Kim wrote: "Tristram wrote: "Same here, minus the jogging, of course ;-)"
For a few seconds, just a few, I almost had a picture in my mind (almost) of you jogging. It's gone now."
Please, Kim, send me that picture - because I cannot picture it myself :-)
For a few seconds, just a few, I almost had a picture in my mind (almost) of you jogging. It's gone now."
Please, Kim, send me that picture - because I cannot picture it myself :-)
Kim wrote: "Here's two weird marriage stories for you from when I was a kid. We live in a small town, I still live in the same town I did when I was a little girl. Back then there was the rich family in town, ..."
Interesting stories, Kim, and I sincerely wonder what Dickens might have made out of them. It's remarkable that the way dies one month after her husband - evidently her life lost all its sense after the person she hated so much had passed on.

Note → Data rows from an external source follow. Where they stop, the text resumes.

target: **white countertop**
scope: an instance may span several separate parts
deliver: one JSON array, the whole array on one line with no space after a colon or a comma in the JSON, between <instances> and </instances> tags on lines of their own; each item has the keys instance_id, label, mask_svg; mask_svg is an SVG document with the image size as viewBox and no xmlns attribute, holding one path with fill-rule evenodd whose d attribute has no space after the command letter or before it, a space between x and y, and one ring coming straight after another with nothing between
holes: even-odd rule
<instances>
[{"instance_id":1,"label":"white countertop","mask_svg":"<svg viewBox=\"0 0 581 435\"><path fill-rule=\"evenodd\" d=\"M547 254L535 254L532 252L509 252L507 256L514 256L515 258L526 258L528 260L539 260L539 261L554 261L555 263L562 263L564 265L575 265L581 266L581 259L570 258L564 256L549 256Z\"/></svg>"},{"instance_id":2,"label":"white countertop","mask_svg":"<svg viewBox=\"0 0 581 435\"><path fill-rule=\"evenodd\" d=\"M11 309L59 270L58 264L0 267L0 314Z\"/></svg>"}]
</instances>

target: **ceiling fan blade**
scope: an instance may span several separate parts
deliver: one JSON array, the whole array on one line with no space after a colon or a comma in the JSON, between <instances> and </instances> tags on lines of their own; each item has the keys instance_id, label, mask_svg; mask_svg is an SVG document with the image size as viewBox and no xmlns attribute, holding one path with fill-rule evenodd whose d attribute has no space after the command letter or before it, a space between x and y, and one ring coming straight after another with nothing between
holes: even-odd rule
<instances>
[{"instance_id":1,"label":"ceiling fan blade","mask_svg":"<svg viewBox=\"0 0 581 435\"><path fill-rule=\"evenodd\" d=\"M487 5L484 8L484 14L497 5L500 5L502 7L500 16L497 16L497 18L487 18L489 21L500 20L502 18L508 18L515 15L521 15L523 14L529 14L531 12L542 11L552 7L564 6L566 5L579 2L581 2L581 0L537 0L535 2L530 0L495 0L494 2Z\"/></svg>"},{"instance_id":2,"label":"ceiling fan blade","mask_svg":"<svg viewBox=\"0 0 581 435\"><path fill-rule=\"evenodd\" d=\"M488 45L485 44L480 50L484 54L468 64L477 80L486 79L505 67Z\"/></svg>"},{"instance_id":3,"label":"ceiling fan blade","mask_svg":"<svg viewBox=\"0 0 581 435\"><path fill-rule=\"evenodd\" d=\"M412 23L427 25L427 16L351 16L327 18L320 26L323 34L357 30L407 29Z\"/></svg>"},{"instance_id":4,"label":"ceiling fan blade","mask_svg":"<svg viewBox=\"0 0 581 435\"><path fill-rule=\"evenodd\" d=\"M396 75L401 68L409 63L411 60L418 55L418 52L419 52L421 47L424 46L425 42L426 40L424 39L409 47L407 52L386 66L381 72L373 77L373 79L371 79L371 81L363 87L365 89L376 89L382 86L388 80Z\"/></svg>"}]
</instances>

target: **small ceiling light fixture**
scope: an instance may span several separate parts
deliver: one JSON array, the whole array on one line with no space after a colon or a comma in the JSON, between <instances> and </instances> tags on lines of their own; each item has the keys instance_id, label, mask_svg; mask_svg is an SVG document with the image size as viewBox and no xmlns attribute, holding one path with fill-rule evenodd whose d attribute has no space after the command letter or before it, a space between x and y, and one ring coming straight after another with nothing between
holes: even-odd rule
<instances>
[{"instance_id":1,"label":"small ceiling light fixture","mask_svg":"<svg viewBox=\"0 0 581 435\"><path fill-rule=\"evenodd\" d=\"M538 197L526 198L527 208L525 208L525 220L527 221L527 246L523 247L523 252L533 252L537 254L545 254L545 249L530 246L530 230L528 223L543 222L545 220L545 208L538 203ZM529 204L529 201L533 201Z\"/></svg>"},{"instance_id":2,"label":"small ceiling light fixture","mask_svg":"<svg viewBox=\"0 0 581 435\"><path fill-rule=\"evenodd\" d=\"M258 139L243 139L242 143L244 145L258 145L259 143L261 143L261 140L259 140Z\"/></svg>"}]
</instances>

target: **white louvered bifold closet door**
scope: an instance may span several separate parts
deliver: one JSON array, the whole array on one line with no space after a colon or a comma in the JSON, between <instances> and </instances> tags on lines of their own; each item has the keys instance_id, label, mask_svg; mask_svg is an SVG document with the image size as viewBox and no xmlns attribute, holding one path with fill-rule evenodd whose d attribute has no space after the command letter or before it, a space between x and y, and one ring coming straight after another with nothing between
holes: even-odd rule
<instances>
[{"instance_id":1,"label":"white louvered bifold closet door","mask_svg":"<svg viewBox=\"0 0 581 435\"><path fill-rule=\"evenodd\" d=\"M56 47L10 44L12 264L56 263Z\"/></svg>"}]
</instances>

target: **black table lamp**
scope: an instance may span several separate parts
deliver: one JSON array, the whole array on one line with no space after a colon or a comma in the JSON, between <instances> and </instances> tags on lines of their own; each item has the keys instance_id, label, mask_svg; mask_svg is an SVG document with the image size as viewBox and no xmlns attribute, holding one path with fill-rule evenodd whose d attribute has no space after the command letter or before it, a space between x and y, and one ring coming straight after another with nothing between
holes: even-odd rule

Interesting stories, Kim, and I sincerely wonder what Dickens might have made out of them. It's remarkable that the way dies one month after her husband - evidently her life lost all its sense after the person she hated so much had passed on.

I had a pair of elderly cats like that. They hated each other, but when one died I discovered the other had been eating only to keep her enemy from getting the food, and without him she had no appetite and began to dwindle away.
So I got a puppy and the cat made it 3 more years.

I think they WERE well off, and obviously still are compared to the Dorrits, but Arthur gives me the impression that that their glory days are behind them. I can't give specific examples from the text, but I've definitely gotten the overall impression that they aren't as flush as they once were. Maybe at some point that will explain Flintwich's hold over Mrs. Clennam.